Phase III (V-STOP III) is currently underway with participant recruitment in 3 LSS sites and solicitation of additional study sites. The centralized mHealth delivery approach is feasible to reach medically underserved stroke survivors in Texas and to provide self-management support for stroke risk factors. Upon completion of V-STOP III, the preliminary efficacy of the intervention will be established with a comparison of participants’ outcomes to a usual care stroke survivor cohort. These findings along with lessons learned on recruitment and retention strategies will be applied in preparation for a planned randomized controlled trial.
Plans for FY 2019
- The first manuscript related to V-STOP II and integration of cognitive behavioral therapy for stroke survivors with anxiety and depression has been accepted for publication in Clinical Case Studies.

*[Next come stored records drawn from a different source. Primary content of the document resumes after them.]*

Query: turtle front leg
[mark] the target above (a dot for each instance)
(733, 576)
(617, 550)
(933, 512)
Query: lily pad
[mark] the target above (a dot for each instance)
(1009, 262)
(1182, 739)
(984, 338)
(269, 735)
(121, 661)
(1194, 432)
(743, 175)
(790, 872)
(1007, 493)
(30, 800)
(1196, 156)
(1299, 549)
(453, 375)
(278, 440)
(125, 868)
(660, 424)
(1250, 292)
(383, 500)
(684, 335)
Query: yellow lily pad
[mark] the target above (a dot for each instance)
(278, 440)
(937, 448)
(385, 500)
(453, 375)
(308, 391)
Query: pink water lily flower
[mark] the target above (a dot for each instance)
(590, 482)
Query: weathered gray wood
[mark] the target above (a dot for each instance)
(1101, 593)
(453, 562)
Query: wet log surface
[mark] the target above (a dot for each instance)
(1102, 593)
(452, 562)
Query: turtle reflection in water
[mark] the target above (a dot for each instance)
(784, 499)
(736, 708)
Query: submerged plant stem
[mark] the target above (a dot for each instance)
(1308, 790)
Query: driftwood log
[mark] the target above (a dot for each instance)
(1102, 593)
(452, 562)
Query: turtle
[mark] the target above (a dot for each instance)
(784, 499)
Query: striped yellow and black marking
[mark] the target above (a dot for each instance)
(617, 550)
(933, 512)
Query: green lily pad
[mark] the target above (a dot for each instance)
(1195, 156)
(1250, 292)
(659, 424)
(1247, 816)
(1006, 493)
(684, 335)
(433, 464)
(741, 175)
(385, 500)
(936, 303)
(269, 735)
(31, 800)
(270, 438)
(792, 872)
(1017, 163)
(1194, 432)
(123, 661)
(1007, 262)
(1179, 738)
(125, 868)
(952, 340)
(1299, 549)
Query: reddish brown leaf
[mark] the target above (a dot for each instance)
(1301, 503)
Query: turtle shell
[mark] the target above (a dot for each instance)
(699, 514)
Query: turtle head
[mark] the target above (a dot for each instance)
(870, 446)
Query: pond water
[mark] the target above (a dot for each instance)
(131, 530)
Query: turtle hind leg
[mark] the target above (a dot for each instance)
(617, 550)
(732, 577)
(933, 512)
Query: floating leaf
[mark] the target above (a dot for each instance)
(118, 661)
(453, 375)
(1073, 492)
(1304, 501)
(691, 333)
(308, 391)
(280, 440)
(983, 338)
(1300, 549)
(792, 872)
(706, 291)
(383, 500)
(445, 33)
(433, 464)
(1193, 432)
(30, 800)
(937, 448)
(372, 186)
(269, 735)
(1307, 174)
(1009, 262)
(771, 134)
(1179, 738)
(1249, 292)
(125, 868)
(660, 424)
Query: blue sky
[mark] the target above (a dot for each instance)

- Results from Phase II have been submitted for presentation at the International Stroke Conference in February of 2019.
- Two manuscripts are in development to disseminate lessons learned and results to the scientific community.
- Grant funding of $198,764.00 was received from VHA Rehab Research & Development to integrate cognitive behavioral therapy with the V-STOP intervention to develop a new self-management support program for Veterans recovering from a stroke who also have anxiety, depression or post-traumatic stress disorder.